Illustration: Natalie Peeples/Axios
A new study shows more than half of Iowa's beverage containers are going to landfills.
Why it matters: The results question the effectiveness of the state's frequently debated 46-year-old bottle bill that uses deposits to incentivize people to recycle many types of beverage containers.
- Some lawmakers have threatened to repeal the law if the state recycling program struggles.
Driving the news: The Iowa Department of Natural Resources assesses what materials have been going to state landfills every five years.
- The report by the Container Recycling Institute (CRI) used 2022 data and found that just 49% of beverage containers were recovered through the state's deposit law or siphoned to recycling programs.
Stunning stat: That means more than half, or around 39,300 tons of recyclable beverage containers, were sent to Iowa landfills in 2022, CRI estimates.
- The unclaimed deposit money goes to beverage distributors.
Threat level: Iowa's recycling recovery rates have been plummeting for years.
- Nearly 90% were recovered in 2007, dropping almost 20 percentage points by the 2017 study.
Catch up quick: Iowa's bottle bill was championed by Republican Gov. Robert Ray and then-state Rep. Terry Branstad to reduce roadway litter. The Iowa Recycling Association estimates more than 48 billion containers have been recycled as a result.
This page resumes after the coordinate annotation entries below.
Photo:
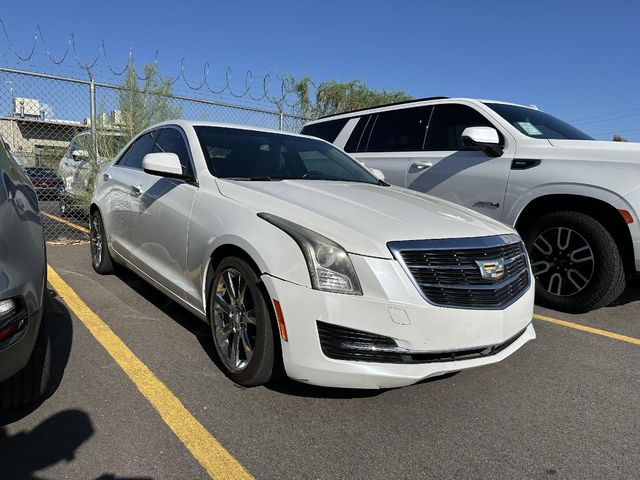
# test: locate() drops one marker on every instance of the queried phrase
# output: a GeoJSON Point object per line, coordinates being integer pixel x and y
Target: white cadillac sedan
{"type": "Point", "coordinates": [300, 258]}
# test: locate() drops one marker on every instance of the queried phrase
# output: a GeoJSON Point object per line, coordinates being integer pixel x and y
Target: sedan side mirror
{"type": "Point", "coordinates": [483, 138]}
{"type": "Point", "coordinates": [79, 154]}
{"type": "Point", "coordinates": [378, 173]}
{"type": "Point", "coordinates": [163, 164]}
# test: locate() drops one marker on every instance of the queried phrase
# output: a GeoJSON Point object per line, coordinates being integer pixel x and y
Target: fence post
{"type": "Point", "coordinates": [92, 115]}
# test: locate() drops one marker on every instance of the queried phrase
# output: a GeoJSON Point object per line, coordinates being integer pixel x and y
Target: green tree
{"type": "Point", "coordinates": [333, 96]}
{"type": "Point", "coordinates": [141, 104]}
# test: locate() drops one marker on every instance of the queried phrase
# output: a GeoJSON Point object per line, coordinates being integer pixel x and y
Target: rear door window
{"type": "Point", "coordinates": [328, 130]}
{"type": "Point", "coordinates": [399, 130]}
{"type": "Point", "coordinates": [142, 146]}
{"type": "Point", "coordinates": [447, 124]}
- Advocates have lobbied to expand the program to more types of containers and to increase the 5-cent deposit on most beer and soda containers.
Yes, but: Critics, including some grocers, have pushed for changes, saying redemption in food stores is unsanitary and arguing that curbside recycling options have expanded since the 1970s.
State of play: Lawmakers approved new bottle bill rules beginning in 2023 that allow grocery stores to retire their collection programs if redemption centers are within a 10- to 15-mile radius.
- Nearly 30 counties are now "redemption deserts," where beverage cans or bottles cannot be returned for their 5-cent-per-container deposits, Cleaner Iowa, a coalition of bottle bill advocacy groups, concluded in April.
What we're watching: State Rep. Brian Lohse (R-Bondurant), who was among the legislators who authored the recent changes, has said the next step could be an end to the law.
- "We tried to fix it. And if it's not going to work, then that may be something we have to take a really hard look at," he told the Cedar Rapids Gazette in April.
- Lohse tells Axios he is interested in monitoring the data but knows of no concerted effort to repeal the law.
The big picture: Iowa is one of 10 states with beverage container deposit-return laws and its deposit is among the lowest.
- States including Oregon and Michigan, with 10-cent deposits, tend to have higher return rates, bottle bill advocates say.
Reality check: Iowa's recovery is still double that of non-bottle bill states, said RG Schwarm, executive director of Cleaner Iowa, tells Axios.